Zum Sprung-Thema hier zwei IBC-Video dazu:


P.S.: Lass dich mal filmen beim Springen u. lad das hier hoch, dann können wir dir Feedback geben


----------



## duke83 (7. Juni 2012)

Marc B schrieb:


> Viele wollen zu viel auf einmal und überfordern sich selber, was zu verkrampfter Haltung auf dem Bike führen kann & schnell in Stürzen resultiert.



kann ich bestätigen...hat bei mir in ner ACG-Sprengung geendet...und das blockiert jetzt im Kopf...aber so allmählig geht's, dank der kleinen Sprünge auf m Hometrail an denen man sich schön rantasten kann, voran


----------



## Deleted 224116 (7. Juni 2012)

Danke für die Videos, werde mich daran orientieren soweit das möglich ist. 

An den Basics gibts für mich noch genug zu üben, das meiste beherrsche ich nicht


----------



## Philipp931 (7. Juni 2012)

Vielleicht auch einfach mal an den Rampen anhalten und sie ohne Fahrrad erkunden.
Hilft mir meistens, wenn ich weiß wo genau ich abhebe und wo ich vermutlich lande.


----------



## RADGEBER_xy (8. Juni 2012)

Vor allem würde ich dir raten keine Stunts im Wald alleine auszuprobieren. Hier übers Forum findest du sicher Leute mit denen du fahren und üben kannst. 

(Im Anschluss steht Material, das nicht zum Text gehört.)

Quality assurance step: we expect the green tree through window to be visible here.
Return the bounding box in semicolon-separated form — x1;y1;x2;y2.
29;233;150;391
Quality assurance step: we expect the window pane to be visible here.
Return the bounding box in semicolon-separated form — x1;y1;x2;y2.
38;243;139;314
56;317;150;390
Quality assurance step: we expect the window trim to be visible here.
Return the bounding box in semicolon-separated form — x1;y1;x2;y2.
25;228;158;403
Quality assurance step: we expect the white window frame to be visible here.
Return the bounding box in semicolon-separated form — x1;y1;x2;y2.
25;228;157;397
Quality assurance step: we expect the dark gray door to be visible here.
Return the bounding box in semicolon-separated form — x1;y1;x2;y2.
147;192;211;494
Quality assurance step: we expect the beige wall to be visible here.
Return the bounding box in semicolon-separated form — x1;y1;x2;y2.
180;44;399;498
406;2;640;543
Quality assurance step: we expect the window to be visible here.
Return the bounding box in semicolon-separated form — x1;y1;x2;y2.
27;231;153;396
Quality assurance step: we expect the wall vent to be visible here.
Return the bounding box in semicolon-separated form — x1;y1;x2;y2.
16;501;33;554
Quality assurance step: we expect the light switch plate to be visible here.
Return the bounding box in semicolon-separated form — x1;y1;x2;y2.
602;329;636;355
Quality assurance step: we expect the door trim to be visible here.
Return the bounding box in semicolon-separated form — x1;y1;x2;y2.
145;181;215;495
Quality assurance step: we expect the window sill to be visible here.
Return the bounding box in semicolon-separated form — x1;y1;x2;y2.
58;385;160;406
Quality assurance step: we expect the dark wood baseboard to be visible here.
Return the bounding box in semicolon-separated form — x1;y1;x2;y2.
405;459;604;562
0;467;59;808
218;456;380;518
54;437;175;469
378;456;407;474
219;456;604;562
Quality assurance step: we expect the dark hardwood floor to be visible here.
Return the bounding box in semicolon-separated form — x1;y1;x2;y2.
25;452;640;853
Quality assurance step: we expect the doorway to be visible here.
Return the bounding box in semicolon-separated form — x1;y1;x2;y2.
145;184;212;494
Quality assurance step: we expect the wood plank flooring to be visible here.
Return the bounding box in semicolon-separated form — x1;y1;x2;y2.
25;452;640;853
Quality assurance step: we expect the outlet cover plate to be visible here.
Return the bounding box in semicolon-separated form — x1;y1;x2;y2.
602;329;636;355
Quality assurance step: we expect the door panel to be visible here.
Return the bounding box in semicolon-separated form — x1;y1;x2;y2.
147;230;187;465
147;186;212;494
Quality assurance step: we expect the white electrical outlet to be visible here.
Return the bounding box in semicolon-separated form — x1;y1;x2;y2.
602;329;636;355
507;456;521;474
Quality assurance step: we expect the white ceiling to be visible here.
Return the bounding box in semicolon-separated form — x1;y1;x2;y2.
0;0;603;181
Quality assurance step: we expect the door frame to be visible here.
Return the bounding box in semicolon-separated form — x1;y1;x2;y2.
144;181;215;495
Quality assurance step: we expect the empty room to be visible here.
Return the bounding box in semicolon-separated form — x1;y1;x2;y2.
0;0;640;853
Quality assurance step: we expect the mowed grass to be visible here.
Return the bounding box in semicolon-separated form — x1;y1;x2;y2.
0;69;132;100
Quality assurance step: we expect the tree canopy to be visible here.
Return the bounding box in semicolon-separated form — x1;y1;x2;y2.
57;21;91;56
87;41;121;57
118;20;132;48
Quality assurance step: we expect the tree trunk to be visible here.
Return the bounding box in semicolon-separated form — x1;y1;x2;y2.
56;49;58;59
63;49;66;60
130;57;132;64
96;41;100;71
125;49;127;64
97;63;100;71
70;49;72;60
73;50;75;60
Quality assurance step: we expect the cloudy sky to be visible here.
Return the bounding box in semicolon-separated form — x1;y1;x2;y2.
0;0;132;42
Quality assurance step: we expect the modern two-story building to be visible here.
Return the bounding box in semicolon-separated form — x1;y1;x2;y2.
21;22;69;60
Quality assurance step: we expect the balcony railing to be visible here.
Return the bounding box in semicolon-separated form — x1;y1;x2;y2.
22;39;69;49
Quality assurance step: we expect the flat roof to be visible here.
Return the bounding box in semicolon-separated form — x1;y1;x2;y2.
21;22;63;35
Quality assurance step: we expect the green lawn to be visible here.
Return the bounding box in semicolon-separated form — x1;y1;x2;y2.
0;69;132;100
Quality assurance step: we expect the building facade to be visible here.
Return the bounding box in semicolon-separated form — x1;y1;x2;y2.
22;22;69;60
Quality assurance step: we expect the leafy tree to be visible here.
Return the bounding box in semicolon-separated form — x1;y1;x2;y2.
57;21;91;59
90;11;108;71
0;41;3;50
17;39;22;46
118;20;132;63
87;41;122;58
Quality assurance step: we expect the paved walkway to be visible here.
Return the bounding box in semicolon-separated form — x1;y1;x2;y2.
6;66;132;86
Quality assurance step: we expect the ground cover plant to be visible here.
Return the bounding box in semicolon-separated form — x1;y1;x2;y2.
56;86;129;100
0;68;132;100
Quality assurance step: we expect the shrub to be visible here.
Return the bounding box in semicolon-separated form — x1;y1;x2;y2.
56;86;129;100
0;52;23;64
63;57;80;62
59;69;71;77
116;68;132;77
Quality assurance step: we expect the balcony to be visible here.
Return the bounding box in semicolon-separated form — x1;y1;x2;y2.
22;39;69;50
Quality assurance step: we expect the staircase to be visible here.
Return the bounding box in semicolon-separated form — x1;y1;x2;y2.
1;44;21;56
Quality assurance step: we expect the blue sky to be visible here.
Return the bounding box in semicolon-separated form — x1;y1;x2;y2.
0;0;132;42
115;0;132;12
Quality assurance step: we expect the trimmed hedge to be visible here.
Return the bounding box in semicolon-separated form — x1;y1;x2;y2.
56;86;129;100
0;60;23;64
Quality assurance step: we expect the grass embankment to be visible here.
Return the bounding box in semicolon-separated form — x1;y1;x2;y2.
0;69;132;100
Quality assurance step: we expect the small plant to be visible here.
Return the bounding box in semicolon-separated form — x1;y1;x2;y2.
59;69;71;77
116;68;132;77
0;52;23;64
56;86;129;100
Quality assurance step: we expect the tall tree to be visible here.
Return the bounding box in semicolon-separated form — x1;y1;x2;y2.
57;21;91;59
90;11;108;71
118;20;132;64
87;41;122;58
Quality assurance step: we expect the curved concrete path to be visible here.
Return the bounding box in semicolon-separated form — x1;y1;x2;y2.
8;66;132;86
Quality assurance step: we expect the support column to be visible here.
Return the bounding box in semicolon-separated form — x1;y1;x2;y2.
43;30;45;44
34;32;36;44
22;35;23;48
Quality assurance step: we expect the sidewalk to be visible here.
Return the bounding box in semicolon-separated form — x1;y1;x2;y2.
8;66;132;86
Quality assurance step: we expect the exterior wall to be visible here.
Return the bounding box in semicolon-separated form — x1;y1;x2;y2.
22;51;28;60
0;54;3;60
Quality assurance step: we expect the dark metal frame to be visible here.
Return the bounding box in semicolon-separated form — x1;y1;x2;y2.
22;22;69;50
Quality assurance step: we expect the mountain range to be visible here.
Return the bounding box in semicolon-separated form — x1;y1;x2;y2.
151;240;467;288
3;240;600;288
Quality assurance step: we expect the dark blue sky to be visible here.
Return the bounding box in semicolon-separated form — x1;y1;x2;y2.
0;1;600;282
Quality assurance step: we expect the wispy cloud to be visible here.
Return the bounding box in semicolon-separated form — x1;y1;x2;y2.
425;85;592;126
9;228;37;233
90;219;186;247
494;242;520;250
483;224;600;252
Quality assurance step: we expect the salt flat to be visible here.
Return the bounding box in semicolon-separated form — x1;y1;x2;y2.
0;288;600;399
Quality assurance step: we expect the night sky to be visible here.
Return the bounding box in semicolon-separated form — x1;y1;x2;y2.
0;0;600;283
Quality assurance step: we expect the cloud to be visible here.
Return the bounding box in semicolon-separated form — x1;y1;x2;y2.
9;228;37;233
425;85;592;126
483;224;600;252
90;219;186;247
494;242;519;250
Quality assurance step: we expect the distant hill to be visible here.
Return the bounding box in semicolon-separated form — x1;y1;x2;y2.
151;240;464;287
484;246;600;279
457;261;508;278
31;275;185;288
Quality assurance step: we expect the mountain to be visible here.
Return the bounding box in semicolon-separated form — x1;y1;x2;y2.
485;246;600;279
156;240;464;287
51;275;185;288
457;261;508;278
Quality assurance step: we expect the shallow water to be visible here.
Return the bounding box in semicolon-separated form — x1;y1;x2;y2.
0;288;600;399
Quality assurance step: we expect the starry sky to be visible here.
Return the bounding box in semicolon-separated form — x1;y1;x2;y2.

Einfach drauf los ist SCHWACHSINN!!!

Wenn du dich bei einem "kleinen" Kicker vertust, kann das große Nachwirkungen haben und dann liegst du wohlmöglich allein im Wald rum. Mit anderen Erfahreneren Leuten zu Biken bringt viel...


----------



## MTB-News.de




----------



## danj (9. Juni 2012)

Auch ich sag Danke für die Videos. Find ich ziemlich nützlich. Mein Problem besteht nicht der Absprung selbst, ich kann eher die richtige Geschwindigkeit nicht einschätzen. Manchmal zu schnell das es mich beim landen wieder raushebelt aus dem Bike oder zu langsam das ich beim landen über den Lenker flieg weil das Vorderrad als erstes aufkommt.


----------



## marten-spaten (9. Juni 2012)

Langsam rantasten. Erstmal genau überlegen was Deine Schwächen sind. Dann suchst Du Dir was vergleichbares was sich sicher trainieren läßt.
Basistechnik Bunnyhop und normales Abspringen trainieren. 
Tutoriale gibts ohne Ende.
Trainingspartner suchen.Geeignetes Gelände ebenfalls.
--------> Sattel runter!!!


----------



## MitchMG (11. Juni 2012)

Wie alt bist Du denn ? Nur mal Interessehalber um zu sehen, ob noch Zeit zum Üben ist, oder man  irgendwie vorsichtig sein muß, weil schon alt und gebrechlich ;-)

Ich finde 10cm schon recht niedrig und 30cm eher als Anfängersprung.
Und ein 150mm Bike schluckt schon sehr viel und verzeiht viele Fehler. Also da darf man auch schon mal doof aufkommen.

Aber der Reihe nach.
Ich finde wichtig ist es Gefühl fürs Bike zu bekommen und zu wissen was es macht. Auch was es macht im Zusammenspiel mit  meinen Bewegunge auf dem Bike.
Bei 10cm kann ich mit entsprechendem Körpereinsatz den Sprung ganz wegschlucken oder halt auch springen. Je nachdem was ich will, was schneller ist.
Das nächste ist wie Du springst und aufkommst. Mit dem Vorderrad zuerst solltest Du   nie aufkommen. Das wirft schnell ab. Heißt aber nicht unbedingt zu langsam sondern eher nicht genug am Lenker gezogen oder Gewicht verlagert.
Je nach Landung kannst Du es vorne sicher etwas abkippen lassen, damit du sauber und gerade aufkommst, aber wie gesagt Vorderrad zuerst aufkommen ist meist nicht so toll.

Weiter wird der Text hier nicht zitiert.